I'm a 46 years old black female married with two children age 26 and 18. I was first diagnosed with Lupus (SLE - systemic lupus erythematosus) in 1995. It all started with a throat infection and joint pains that lasted for several weeks. My doctor referred me to the hospital to see a rheumatologist and I mentioned that my mum had lupus. A test was carried out and it was confirmed within two weeks that I had SLE. I suffered with mild symptoms such as hair loss, fever achy joints and fatigue for years but was blessed as I only had to take mild pain medication and was able to maintain an active lifestyle and a full time job.
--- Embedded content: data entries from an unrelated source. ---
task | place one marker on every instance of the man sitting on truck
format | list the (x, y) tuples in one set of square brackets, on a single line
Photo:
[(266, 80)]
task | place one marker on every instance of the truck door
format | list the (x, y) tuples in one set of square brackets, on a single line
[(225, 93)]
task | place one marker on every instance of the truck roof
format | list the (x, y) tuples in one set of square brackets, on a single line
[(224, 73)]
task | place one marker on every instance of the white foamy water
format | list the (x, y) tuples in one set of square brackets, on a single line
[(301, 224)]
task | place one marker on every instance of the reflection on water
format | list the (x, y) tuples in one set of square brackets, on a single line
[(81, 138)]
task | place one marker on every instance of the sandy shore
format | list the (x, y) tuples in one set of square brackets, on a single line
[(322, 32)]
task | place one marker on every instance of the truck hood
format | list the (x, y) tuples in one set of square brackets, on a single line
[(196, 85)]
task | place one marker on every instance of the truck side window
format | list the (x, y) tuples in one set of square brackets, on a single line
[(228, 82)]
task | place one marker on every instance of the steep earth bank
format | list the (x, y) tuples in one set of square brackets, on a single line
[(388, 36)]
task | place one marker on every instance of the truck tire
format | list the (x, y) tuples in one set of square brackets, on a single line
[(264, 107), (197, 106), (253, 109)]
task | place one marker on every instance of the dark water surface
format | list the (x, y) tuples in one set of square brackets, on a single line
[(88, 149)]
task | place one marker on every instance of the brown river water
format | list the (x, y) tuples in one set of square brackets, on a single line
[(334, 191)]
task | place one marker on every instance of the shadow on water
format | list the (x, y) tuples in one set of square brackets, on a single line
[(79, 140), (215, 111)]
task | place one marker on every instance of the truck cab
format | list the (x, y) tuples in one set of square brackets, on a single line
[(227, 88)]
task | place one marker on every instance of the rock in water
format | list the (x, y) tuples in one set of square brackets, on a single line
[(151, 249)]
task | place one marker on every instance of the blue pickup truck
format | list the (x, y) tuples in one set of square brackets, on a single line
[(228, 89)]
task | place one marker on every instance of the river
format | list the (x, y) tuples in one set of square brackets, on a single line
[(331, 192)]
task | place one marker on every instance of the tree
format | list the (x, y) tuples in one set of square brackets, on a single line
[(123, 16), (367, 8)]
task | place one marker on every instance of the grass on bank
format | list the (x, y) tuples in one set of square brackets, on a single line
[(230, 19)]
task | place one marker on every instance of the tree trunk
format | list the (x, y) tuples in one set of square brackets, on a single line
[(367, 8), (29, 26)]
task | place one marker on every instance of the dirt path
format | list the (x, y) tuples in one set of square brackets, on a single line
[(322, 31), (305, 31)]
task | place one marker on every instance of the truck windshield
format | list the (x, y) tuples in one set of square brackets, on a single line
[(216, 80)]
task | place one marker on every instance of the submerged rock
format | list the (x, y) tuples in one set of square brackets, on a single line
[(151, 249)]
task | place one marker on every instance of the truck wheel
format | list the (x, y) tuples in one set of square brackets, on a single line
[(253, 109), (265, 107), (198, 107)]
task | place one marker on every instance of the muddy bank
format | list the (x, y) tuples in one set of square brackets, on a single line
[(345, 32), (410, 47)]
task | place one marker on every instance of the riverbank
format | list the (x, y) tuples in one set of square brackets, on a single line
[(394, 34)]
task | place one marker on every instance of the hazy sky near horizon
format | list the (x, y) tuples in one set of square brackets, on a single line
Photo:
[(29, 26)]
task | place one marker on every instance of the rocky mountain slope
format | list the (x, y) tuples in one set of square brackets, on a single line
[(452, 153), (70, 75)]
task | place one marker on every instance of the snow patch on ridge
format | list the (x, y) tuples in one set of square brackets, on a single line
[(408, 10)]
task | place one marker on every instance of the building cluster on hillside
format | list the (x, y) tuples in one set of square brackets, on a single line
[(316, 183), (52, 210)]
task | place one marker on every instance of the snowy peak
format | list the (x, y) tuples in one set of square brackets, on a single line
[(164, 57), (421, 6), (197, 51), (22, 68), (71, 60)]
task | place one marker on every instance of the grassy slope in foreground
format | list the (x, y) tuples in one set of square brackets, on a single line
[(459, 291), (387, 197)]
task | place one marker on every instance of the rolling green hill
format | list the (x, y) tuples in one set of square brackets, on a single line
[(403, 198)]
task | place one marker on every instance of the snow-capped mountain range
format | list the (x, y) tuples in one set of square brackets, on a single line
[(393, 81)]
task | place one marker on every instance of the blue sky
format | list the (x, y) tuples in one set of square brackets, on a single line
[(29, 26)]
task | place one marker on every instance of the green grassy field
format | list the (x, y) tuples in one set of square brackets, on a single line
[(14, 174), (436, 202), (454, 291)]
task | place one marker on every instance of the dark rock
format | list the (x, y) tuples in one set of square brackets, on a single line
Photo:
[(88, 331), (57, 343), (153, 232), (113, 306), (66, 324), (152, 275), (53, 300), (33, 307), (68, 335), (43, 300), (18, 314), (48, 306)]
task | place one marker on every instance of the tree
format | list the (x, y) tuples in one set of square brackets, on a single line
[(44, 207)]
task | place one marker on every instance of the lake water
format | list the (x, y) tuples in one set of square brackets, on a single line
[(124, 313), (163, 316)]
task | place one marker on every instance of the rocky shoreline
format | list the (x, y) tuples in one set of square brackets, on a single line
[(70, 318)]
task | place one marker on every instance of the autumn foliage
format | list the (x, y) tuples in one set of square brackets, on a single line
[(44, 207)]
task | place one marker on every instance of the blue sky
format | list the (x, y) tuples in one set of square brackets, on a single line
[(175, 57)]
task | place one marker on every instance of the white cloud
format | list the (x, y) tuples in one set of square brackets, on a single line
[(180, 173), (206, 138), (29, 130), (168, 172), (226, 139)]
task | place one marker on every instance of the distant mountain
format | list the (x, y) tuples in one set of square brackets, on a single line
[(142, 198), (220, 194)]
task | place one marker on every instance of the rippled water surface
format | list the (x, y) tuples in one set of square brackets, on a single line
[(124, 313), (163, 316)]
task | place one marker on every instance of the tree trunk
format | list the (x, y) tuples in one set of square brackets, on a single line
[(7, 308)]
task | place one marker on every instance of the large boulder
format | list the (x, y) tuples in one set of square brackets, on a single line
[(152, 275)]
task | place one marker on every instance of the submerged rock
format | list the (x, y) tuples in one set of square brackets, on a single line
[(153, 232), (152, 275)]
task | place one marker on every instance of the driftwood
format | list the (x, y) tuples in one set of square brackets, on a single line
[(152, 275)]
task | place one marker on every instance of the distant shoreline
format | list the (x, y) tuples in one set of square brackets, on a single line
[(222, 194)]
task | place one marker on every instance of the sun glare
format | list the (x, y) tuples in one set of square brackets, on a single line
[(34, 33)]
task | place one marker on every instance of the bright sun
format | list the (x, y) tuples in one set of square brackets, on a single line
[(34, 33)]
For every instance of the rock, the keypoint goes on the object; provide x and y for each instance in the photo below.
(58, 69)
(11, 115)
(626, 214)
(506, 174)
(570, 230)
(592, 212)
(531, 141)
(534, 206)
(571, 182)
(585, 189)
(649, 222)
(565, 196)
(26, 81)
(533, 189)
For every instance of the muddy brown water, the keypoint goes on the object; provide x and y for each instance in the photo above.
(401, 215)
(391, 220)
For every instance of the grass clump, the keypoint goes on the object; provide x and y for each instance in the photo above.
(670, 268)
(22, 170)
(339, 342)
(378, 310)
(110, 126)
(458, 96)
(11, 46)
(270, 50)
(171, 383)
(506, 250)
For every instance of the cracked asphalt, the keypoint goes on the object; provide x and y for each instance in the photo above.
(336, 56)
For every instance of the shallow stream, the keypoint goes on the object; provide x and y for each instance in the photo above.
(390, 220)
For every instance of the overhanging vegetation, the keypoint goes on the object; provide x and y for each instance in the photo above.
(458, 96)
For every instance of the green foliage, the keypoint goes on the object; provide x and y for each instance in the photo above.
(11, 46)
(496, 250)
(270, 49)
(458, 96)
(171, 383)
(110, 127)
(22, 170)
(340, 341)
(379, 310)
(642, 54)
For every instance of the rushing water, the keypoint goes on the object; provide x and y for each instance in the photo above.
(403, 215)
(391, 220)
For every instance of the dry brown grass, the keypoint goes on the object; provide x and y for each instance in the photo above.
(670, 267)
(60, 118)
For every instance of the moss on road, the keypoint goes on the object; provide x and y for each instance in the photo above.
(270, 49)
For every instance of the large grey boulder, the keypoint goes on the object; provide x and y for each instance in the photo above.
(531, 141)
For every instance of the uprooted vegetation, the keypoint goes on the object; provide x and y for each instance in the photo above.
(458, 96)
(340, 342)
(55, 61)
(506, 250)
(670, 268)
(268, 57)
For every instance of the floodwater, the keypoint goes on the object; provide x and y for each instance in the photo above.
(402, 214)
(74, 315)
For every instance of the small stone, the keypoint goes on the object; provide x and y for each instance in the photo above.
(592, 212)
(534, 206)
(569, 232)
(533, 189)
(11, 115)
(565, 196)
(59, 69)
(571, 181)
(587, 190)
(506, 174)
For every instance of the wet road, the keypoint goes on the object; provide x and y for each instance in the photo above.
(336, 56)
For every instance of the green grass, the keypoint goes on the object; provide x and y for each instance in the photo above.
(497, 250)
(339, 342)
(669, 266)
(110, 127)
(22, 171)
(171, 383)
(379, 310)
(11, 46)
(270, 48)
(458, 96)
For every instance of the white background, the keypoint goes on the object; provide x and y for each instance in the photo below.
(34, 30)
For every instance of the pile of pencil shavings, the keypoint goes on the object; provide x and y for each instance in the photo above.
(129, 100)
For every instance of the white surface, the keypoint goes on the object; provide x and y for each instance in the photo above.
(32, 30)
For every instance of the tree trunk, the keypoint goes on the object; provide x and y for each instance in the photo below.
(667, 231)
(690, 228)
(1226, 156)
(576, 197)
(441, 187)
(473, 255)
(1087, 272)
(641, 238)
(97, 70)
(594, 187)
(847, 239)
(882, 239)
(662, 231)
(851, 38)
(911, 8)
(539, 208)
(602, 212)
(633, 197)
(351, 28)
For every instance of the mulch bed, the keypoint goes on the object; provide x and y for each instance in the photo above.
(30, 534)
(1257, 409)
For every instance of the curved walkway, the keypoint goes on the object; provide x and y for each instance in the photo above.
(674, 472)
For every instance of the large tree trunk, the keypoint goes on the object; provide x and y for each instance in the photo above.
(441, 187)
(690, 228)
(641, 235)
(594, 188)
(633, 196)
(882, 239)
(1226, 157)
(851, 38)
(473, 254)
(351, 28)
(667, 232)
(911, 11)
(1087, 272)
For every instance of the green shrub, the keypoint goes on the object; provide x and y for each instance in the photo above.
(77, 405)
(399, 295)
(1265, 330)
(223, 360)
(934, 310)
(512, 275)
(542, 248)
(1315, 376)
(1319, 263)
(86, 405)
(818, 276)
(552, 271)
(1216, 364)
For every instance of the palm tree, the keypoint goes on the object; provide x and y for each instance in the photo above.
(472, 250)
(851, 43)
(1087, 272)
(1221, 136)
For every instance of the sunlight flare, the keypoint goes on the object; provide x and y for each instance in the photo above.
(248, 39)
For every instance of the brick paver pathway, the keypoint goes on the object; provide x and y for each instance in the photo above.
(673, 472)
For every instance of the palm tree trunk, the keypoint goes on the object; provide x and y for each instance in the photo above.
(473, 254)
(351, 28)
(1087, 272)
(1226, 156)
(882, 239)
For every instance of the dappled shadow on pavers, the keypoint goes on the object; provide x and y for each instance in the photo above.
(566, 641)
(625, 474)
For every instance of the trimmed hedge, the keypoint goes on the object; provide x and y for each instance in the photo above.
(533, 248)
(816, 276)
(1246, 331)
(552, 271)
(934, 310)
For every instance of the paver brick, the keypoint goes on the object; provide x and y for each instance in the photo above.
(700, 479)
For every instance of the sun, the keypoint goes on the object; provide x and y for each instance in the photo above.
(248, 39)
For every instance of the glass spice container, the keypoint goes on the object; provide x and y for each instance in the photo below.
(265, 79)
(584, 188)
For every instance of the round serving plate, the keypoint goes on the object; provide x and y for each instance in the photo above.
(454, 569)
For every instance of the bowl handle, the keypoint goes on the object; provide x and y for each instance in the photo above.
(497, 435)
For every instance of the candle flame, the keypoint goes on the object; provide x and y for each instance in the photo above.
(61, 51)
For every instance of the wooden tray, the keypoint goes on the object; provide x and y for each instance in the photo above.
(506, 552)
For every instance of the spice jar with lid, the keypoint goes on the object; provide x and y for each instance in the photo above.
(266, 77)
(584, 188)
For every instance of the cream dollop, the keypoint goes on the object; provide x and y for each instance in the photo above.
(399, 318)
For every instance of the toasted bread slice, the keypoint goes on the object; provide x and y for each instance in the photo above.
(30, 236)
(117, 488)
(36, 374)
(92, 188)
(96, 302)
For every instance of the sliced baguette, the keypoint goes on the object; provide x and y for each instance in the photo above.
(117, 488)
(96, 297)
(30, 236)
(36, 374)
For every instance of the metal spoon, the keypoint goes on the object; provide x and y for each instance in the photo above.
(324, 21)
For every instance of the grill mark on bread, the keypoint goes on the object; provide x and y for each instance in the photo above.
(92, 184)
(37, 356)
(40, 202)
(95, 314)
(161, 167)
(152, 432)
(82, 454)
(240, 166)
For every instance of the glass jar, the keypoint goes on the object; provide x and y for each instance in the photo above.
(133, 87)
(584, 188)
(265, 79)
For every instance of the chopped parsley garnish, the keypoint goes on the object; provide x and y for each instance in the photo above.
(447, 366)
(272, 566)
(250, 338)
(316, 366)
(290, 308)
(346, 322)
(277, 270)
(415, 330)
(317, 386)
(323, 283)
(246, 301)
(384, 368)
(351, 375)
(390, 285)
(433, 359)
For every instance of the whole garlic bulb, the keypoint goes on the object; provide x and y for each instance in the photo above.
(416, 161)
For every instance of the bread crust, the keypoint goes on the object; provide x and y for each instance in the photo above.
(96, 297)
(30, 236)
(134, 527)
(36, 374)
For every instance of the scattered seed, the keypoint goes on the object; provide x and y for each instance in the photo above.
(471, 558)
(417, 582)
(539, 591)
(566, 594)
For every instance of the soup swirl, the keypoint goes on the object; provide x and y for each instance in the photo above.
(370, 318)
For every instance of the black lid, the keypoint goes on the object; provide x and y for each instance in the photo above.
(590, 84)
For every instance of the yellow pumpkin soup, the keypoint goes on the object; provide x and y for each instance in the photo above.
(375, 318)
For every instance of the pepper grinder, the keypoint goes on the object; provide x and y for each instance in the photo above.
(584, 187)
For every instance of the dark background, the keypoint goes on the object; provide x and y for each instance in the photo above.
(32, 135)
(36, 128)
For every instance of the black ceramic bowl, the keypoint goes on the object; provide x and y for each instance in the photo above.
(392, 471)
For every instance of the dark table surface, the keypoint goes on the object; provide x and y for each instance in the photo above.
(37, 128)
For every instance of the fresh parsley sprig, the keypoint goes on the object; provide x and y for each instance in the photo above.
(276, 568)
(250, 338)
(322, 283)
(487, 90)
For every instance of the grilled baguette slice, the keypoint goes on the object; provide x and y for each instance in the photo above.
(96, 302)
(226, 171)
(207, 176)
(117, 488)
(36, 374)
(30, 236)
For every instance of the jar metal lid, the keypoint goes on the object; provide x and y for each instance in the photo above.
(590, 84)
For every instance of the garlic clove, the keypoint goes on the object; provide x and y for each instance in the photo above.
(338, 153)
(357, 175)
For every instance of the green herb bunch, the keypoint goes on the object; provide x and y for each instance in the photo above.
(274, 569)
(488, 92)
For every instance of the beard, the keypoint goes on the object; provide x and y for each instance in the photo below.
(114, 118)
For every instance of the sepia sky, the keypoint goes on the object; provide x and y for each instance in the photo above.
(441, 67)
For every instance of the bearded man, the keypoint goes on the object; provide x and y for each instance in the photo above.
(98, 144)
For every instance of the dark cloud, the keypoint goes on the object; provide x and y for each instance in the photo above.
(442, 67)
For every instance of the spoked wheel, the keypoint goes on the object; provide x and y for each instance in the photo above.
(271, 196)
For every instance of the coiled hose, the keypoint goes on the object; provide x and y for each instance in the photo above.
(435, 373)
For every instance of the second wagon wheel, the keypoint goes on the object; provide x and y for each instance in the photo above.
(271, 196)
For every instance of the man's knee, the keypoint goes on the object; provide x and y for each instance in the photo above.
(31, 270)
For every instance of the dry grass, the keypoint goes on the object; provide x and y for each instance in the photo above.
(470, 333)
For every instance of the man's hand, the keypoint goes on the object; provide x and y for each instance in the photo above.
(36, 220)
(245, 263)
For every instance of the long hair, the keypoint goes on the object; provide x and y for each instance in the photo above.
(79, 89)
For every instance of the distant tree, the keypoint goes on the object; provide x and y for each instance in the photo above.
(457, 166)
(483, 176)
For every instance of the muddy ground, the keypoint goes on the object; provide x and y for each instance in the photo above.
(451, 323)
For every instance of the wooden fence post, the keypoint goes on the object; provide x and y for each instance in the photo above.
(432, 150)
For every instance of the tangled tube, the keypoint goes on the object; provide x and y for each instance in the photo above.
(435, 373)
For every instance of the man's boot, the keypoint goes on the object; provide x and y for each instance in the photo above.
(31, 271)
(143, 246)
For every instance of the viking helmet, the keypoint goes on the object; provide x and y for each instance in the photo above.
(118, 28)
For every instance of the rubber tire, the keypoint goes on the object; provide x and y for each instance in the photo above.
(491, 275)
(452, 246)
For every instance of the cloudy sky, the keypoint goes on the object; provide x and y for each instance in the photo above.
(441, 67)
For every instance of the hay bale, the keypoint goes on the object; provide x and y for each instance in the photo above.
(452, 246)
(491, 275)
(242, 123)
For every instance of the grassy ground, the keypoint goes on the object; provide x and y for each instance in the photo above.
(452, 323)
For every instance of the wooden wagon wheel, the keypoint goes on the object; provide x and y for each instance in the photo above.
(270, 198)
In November 1998 I was prescribed Warfin for my sticky blood. I'm not sure if this was the start of things to come, or that I just ignored the warning signs I was getting - especially the stress at work. The feeling of unwell, joint & muscles pains ("A lesson I would never forget"). In February 1999, I had a treacherous flare-up and was admitted to hospital with suspected pneumonia, after a week in hospital and with my rheumatologist Doctor away on holiday, I progressively got worse. I developed inflammation of the lining of the lungs (pleuritis) and of the heart (pericarditis) and lung cloth (pulmonary embolus) resulting in five weeks in hospital. I was sent home on 20mg Prednisone a day and 100mg Azathioprine. After seven months at home I returned to work in September 1999. I stopped taking the Azathioprine because it did not agree with me, and was able to reduce my dose to 7.5mg Prednisone along with 400mg Plaguenil and 600gm Lodine. I slowed down quite considerably being a lot weaker. I knew I had to make a drastic change to my lifestyle.
In September 2000 I was admitted to hospital with a haemorrhage I had to have five and a half pints of blood transfused and a week later a major operation. I know that I had put my family through a lot recently but this one was a shock to them, not knowing if I was going to pull through - but the almighty had other plans for me.
I experienced the up and downside of this disease and after what I went through I know the importance of having someone you can relate to especially from your own ethnic background with the same illness. In November 2001 I attended a contact training course and have received numerous phone calls for support especially from black women who find it very hard to talk about and to deal with this illness.
I suffer mostly with joint pain in the knee and shoulders, muscle weakness in the hands, stiffness and vasculitis (inflammation of small blood vessels). This makes simple chores like dressing and undressing, combing my hair, lifting an empty saucepan, taking the milk out of the fridge and opening cans an effort, pulling the duvet cover over you is like wrestling with a polar bear. I no longer go shopping on my own, walking tires me out, the shop doors feel a ton to open, carrying the slightest purchase feels like lead - the list is endless. People only see the outside but when you have Lupus it's what going on the inside that matters.
This illness can bring a family closer or can be devastating to some. Family members have to help you deal with your plight as the illness effects your social/family life, you can't make forward plans. My family is my rock. My husband does almost everything for me; from cooking, hovering and tidying up. My daughter no longer lives at home but we are very close and she is there for me 24-7. My son is a treasure; he is well-adjusted teenager and will help his dad and me with also anything. My mum is my tower of strength because as a lupus sufferer she knows exactly how I'm feeling and my sister is a wonderful friend. With any disease you get to know who your friends are and who is there for you. Some people find it very hard to accept your situation because with Lupus you look very healthy. I'm blessed to have unconditional love and support from my family and friends - not everyone is in this fortunate position.
I had to reduce my working hours from 35 to 20 hours. Work keeps me busy which is good as it takes my mind off being sick and I hate sitting around feeling sorry for myself. It is important for my mental health to still have something to get up for in the morning. I work at Middlesex University with a team of lively, good humoured supportive colleagues who are sympathetic to my health needs - which is comforting, they know and understand my good days and bad ones. My manager even took the time out to learn about Lupus and encouraged me to do a Lupus Awareness event at Tottenham & Enfield Campus with the consent and help of the Health Advisor Services. This was very successful; I was also amazed at how many people know someone with Lupus.
This is a troubling disease, to say the least. I still have to take Prednisolone, Plaguenil, Etodolac, Warfarin and recently Methotrexate plus the painkillers. This illness has helped me to put things into perspective. Health and family is number one, dealing with the pain is hard enough and I no longer care about what used to matter. I go with the flow and hope for the best. Laughter and slowing down to appreciate the small things in life are important to me now and always will be.
To sum it up, a positive attitude, prayers and having faith in the almighty healing powers .I wish that one day we will have a cure or a reason why.